COVID-19 et (dé)confinement : enquête

Quel impact psychologique sur les enfants ?


In Coronavirus Research Opinions

Si l'impact psychologique de la crise sanitaire commence à se dessiner chez l’adulte, il reste encore trop peu étudié chez l’enfant, hors quelques études chinoise ou espagnole par exemple, réalisées dans des pays où le confinement a été très strict. Les enfants ne sont évidemment pas indifférents à l'impact de la crise actuelle. Il est nécessaire de bien comprendre leurs réactions et leurs émotions pour répondre correctement à leurs besoins.

C’est le but de l’enquête menée par Céline Stassart, psychologue clinicienne, chercheuse-assistante en psychologie de la santé à l’Université de Liège.

L’enquête en cours, intitulée Étude sur l’impact psychologique (émotionnel et comportemental) de l’épidémie COVID-19 chez des enfants de 4 à 14 ans, cible les parents des enfants entre 4 et 14 ans, avec la particularité qu’ils doivent répondre enfant par enfant, et non pas globalement pour la famille.

Accéder à l'enquête (en ligne jusqu'au 22 mai)

Interview

Quel est l’objectif de votre étude ?

Nous questionnons les parents pour connaître, à travers eux, le ressenti de l’état émotionnel et comportemental de leurs enfants. Comment, dans le contexte de la pandémie, les enfants « fonctionnent-ils » ? Qu’en est-il de l’impact de l’état émotionnel des parents, ou encore des nouvelles habitudes de vie ? Nous élargissons aussi l’enquête à la période du déconfinement car, à la suite des premières études en Chine et en Espagne, on constate que les mesures de confinement/déconfinement en vigueur ont aussi un impact spécifique.

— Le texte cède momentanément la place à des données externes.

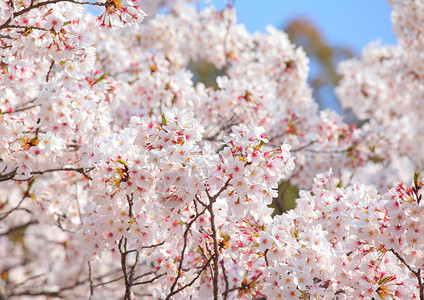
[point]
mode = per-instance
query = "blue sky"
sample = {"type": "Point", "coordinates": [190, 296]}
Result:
{"type": "Point", "coordinates": [353, 23]}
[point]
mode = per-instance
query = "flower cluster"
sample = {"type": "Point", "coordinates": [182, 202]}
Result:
{"type": "Point", "coordinates": [124, 173]}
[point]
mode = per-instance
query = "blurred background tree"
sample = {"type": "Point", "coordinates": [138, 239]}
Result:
{"type": "Point", "coordinates": [323, 78]}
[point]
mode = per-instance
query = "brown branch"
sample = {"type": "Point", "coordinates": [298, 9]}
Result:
{"type": "Point", "coordinates": [225, 295]}
{"type": "Point", "coordinates": [180, 265]}
{"type": "Point", "coordinates": [150, 280]}
{"type": "Point", "coordinates": [416, 273]}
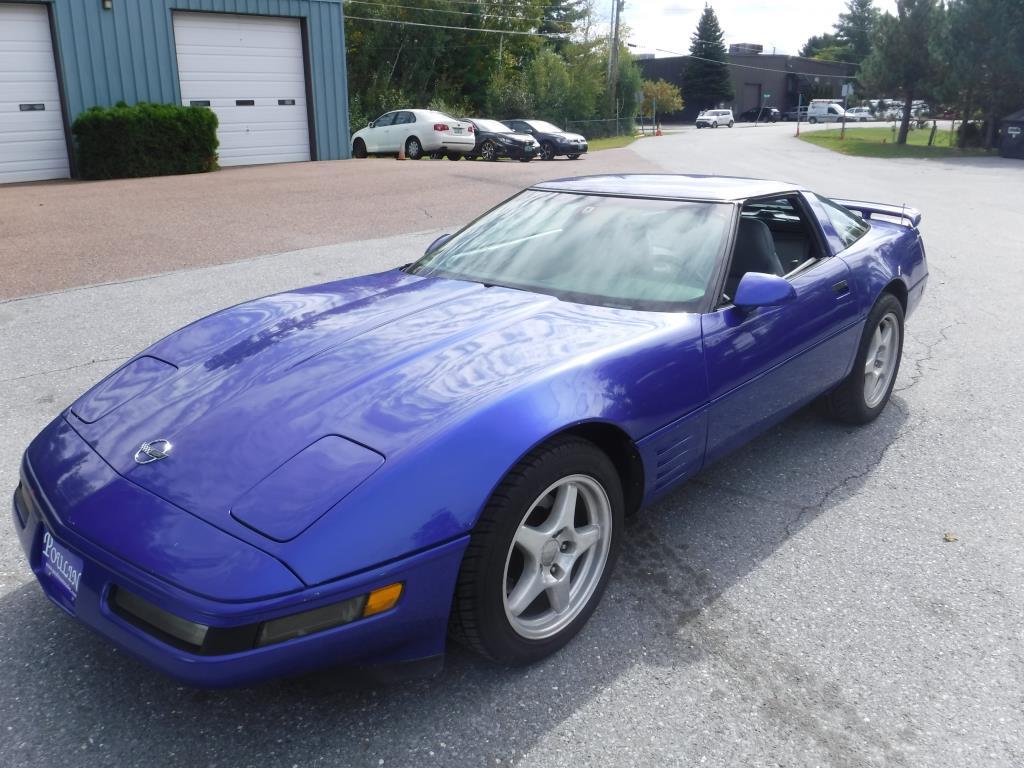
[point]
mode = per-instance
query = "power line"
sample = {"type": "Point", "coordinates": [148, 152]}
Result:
{"type": "Point", "coordinates": [750, 67]}
{"type": "Point", "coordinates": [551, 35]}
{"type": "Point", "coordinates": [441, 10]}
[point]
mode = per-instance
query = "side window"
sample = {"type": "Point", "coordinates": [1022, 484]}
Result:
{"type": "Point", "coordinates": [774, 237]}
{"type": "Point", "coordinates": [848, 225]}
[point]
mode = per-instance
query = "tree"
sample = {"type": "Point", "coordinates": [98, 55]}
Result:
{"type": "Point", "coordinates": [659, 95]}
{"type": "Point", "coordinates": [854, 30]}
{"type": "Point", "coordinates": [818, 44]}
{"type": "Point", "coordinates": [904, 55]}
{"type": "Point", "coordinates": [548, 78]}
{"type": "Point", "coordinates": [706, 79]}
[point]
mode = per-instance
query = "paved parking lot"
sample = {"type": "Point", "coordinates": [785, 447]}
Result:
{"type": "Point", "coordinates": [795, 604]}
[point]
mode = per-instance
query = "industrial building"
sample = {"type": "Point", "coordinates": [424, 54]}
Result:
{"type": "Point", "coordinates": [273, 71]}
{"type": "Point", "coordinates": [766, 80]}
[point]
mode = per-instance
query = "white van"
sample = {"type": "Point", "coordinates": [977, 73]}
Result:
{"type": "Point", "coordinates": [823, 111]}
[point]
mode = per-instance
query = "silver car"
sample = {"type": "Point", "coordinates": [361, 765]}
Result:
{"type": "Point", "coordinates": [715, 118]}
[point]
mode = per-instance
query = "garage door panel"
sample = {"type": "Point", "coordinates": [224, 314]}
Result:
{"type": "Point", "coordinates": [223, 58]}
{"type": "Point", "coordinates": [32, 142]}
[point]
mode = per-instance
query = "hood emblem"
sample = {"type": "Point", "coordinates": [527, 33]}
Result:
{"type": "Point", "coordinates": [153, 451]}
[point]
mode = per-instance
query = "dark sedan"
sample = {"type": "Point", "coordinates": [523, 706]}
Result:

Quels sont les troubles potentiels à surveiller ?

En psychologie de la santé, on s’intéresse davantage à l’aspect préventif. L’objectif est de détecter des enfants avant même que les pathologies ne surviennent. Et donc à travers cette enquête, de déterminer les situations à risques pour ensuite établir des premières mesures d’intervention, et ainsi réduire les effets possibles de cette situation qui n’est pas prête de revenir à la normale.

On va notamment cibler le sentiment de frustration, comment les enfants la tolèrent-ils ? Leurs repères habituels sont chamboulés et on peut voir apparaître des difficultés à tolérer les frustrations. Est-ce que les modifications des habitudes, se préparer à aller à l’école par exemple, sont tolérées. Comment est ressenti le manque d’interactions sociales, comment les inquiétudes s’expriment-elles… ? Les enfants manifestent-ils de l’inquiétude par rapport à la santé en général, la leur, celle de leurs parents, de leur famille ? Malgré ces inquiétudes, en grande partie adaptatives au vu du contexte actuel, on sait, avec les modèles d’anxiété, que les comportements d’évitement renforcent les peurs.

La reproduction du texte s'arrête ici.